Door Joop Heij
Hoofdstuk 2: Het oosten des lands
“Peter, ik moet even met je praten”, had zijn moeder gezegd, “ik wil weten wat jij ervan denkt voor ik een beslissing neem.”
Peter wilde net de deur uit gaan en bleef half afgewend staan, enigszins geprikkeld over het te vrezen oponthoud. “Waarvan?”, zei hij om het gesprek zo kort mogelijk te houden. En toen ze maar bleef aarzelen voegde hij er nog aan toe: “Nou vooruit ermee, ik luister. Ik heb maar weinig tijd want ik moet weg.”
Zijn moeder keek hem verlegen aan en scheen zich niet zo goed raad te weten met wat ze te zeggen had, maar eindelijk opende ze toch haar mond om het hoge woord eruit te laten: “Jan heeft me gevraagd bij hem te komen wonen.”
Hoewel de gedachte aan deze mogelijkheid nooit bij Peter was opgekomen, was hij niet eens verrast. Het was alsof hij het had kunnen verwachten. Ze keek hem hoopvol en ook een beetje angstig aan en putte zich uit in overstelpende hoeveelheden argumenten die voor deze keuze pleitten, op een zo overtuigende manier dat er niets maar dan ook niets tegen in te brengen viel.

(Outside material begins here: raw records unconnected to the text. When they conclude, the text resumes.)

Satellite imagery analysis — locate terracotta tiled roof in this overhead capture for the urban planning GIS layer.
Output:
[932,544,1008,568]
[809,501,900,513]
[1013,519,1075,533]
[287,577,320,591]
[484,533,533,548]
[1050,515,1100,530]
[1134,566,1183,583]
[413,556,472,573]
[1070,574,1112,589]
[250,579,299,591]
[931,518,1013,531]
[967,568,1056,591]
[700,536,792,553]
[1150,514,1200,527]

Wat bond haar hier, wat bond hem hier? Zij noch hij hadden hier vrienden. De familie was toch alleen maar argwanend. Zo’n dorp was ten slotte maar een dooie boel. Werk had ze niet, en de bijstandsuitkering die ze genoot sinds zijn vader hem gesmeerd was, kon gewoon van de ene gemeente naar de andere worden overgeheveld. Die uitkering ja, dat was één van de redenen waarom ze niet helemaal bij Jan in zouden trekken maar alleen met z’n tweetjes in een eigen woning zouden blijven wonen. Niet bij vriend Jan dus, anders verviel de uitkering. Maar wel vlakbij vriend Jan. En zelfstandig blijven was toch prachtig en bovendien wilde vriend Jan zich niet met alle geweld bij haar zoon opdringen en ….

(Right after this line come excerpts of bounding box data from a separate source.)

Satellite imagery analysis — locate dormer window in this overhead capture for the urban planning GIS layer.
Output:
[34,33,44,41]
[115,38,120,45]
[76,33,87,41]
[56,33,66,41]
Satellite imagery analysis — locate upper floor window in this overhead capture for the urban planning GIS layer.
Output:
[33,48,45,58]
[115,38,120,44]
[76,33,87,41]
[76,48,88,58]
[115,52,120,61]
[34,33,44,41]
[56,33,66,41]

Ze begon er bijna van te hijgen om alle zinnen tegelijk uit haar mond te krijgen. Ze scheen te denken dat hij vast en zeker van haar standpunt overtuigd zou raken, als hij er in godsnaam maar niet met tegenwerpingen tussen kon komen, en als hij eerst maar alles gehoord had. Peter was helemaal niet van plan ergens tussen te komen, hij liet haar uitrazen.

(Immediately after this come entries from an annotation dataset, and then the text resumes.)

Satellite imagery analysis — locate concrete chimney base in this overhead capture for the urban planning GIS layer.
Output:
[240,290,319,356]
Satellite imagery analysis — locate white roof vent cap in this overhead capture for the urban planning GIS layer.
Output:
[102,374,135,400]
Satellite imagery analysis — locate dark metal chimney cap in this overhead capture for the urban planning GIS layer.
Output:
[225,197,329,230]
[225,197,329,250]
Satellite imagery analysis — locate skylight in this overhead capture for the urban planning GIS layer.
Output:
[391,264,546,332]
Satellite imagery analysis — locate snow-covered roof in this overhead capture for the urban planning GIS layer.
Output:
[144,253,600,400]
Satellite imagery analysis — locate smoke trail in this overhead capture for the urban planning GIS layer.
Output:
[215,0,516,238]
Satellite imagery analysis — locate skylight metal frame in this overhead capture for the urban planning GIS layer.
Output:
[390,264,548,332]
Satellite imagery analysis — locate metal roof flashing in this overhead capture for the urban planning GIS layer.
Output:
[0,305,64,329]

Geld was dus geen probleem, en aan een woning komen al helemaal niet. Er was één wijk in de hoofdstad, een gloednieuwe nog wel, waar ze je smeekten er te komen wonen, je smeekten om er zo’n schitterend ruim appartement te huren. De wijk was mooi, de wijk was groen, de wijk was nieuw, de wijk was prachtig, al die verhalen over gevaar en misdaad waren overdreven, en er was plenty huursubsidie, en prima scholen ook, en uitstekende verbindingen met het centrum, en niet te vergeten, er was vriend Jan binnen handbereik. Geen tijd, geld en energie meer verspillen om elkaar te kunnen zien, en toch onafhankelijk blijven, zij met z’n tweetjes, zonder vriend Jan. Vond hij het niet fantastisch, een prima oplossing zo, geen uitdaging ook? En was het voor hem, haar zoon, ook niet veel beter maar eens wat anders te leren kennen dan dat saaie dorp, wat verder te kijken dan z’n neus lang was, zich te kunnen ontplooien?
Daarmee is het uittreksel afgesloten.